# Last few questions,



## jbh83 (Jan 15, 2018)

Hello Everyone,

So al being well I will have the set up of a gaggia classic and a sage smart grinder to start playing with soon. I will be making espresso's and flat whites mostly for me and the Mrs. I was wondering if anyone had some advice in regard to a milk jug and thermometer to get me going and a usable tamper..


----------



## Jony (Sep 8, 2017)

Thermometer don't bother use your fingers underneath the jug when it gets hot remove, Jug wise I have a Motta Tulip jug its pretty good, if you cant go that far Rhinowares jug 350mm be fine Motta Tamper maybe.


----------



## MildredM (Feb 13, 2017)

TempTags are a useful aid to getting a consistent temp in the jug


----------



## ashcroc (Oct 28, 2016)

I use temp tags here too & usually have to keep steaming for a few sec after I have to take my fingers off the jug.

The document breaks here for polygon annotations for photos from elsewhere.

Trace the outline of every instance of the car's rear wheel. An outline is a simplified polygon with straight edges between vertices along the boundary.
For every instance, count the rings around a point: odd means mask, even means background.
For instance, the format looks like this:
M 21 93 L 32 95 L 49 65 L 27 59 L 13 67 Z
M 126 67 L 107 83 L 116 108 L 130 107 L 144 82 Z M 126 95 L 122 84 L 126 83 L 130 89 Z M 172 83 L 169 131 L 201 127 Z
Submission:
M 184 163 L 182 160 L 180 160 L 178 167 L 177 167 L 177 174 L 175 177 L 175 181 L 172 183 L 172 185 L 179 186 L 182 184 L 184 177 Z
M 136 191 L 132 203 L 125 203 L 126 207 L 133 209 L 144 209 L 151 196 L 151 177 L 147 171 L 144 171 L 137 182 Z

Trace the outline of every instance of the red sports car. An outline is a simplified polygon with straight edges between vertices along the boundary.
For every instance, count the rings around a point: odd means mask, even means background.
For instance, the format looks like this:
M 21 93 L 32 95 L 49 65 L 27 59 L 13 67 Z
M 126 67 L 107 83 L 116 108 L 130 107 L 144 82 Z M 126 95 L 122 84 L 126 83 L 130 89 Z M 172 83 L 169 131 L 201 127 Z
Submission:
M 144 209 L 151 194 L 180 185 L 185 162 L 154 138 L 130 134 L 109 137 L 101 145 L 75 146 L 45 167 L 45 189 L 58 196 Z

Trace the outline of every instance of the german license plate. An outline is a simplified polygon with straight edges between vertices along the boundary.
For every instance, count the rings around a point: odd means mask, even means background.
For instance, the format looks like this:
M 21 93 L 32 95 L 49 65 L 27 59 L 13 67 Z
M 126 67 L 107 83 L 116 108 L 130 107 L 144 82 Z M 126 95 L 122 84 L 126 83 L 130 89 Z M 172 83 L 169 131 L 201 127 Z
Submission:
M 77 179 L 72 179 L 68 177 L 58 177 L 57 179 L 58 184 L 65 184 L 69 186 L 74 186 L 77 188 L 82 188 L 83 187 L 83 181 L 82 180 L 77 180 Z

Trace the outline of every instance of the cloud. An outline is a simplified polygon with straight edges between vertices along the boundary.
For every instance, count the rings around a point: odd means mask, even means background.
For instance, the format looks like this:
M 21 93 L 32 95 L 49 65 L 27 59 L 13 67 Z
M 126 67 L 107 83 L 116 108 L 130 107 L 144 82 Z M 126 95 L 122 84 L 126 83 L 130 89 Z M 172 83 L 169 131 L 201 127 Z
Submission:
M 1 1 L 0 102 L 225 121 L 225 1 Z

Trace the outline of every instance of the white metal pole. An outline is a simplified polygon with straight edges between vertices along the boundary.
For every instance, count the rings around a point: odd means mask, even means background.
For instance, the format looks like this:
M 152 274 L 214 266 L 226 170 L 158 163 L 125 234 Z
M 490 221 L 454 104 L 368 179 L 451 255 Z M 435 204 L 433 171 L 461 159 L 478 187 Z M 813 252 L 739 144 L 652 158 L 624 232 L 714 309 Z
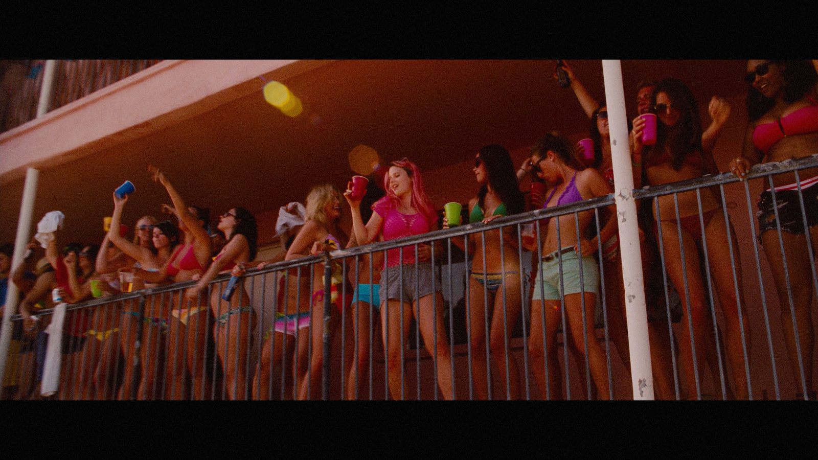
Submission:
M 54 92 L 55 74 L 56 74 L 56 60 L 46 61 L 46 67 L 43 70 L 43 85 L 40 86 L 40 101 L 37 105 L 37 118 L 48 113 L 52 94 Z
M 23 188 L 23 201 L 20 205 L 20 219 L 17 221 L 17 237 L 14 241 L 14 255 L 11 257 L 11 271 L 23 261 L 23 254 L 28 246 L 31 231 L 31 216 L 34 210 L 34 198 L 37 196 L 37 183 L 39 180 L 38 169 L 29 168 L 25 173 L 25 185 Z M 11 277 L 11 272 L 9 272 Z M 11 341 L 11 316 L 17 313 L 19 292 L 17 286 L 9 280 L 6 292 L 6 308 L 2 313 L 2 328 L 0 329 L 0 382 L 6 373 L 8 358 L 8 345 Z
M 633 169 L 631 165 L 625 92 L 619 61 L 602 61 L 602 74 L 605 83 L 608 126 L 611 136 L 614 195 L 619 223 L 619 253 L 622 255 L 622 280 L 625 283 L 625 312 L 631 349 L 633 399 L 653 399 L 654 378 L 650 367 L 642 257 L 636 222 L 636 203 L 633 201 Z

Sage do a jug with a temp scale built in which might be handy if you steam both dairy & non dairy.


----------



## Greydad (Feb 25, 2018)

After much experimentation I am now able to make a satisfyingly hot coffee for Wifey by listening to the sound the milk/steamer makes - it starts to drop in tone as it gets hotter like a kettle does and after a while you sort of know when to stop. Like the Sage thermometer jug though, Wifey fancies getting one too


----------



## hotmetal (Oct 31, 2013)

I'm usually pretty happy with the fingers on the bottom. I have a temp tag to double check or calibrate my finger to. But it's hard to watch the milk and the tag at the same time. Thermometers get in the way, so I think it's a good idea to have a jug with a temperature sticker on (for reference) but learn to feel the bottom. It's surprisingly accurate how your fingers can take up to 65 degrees but no more!


----------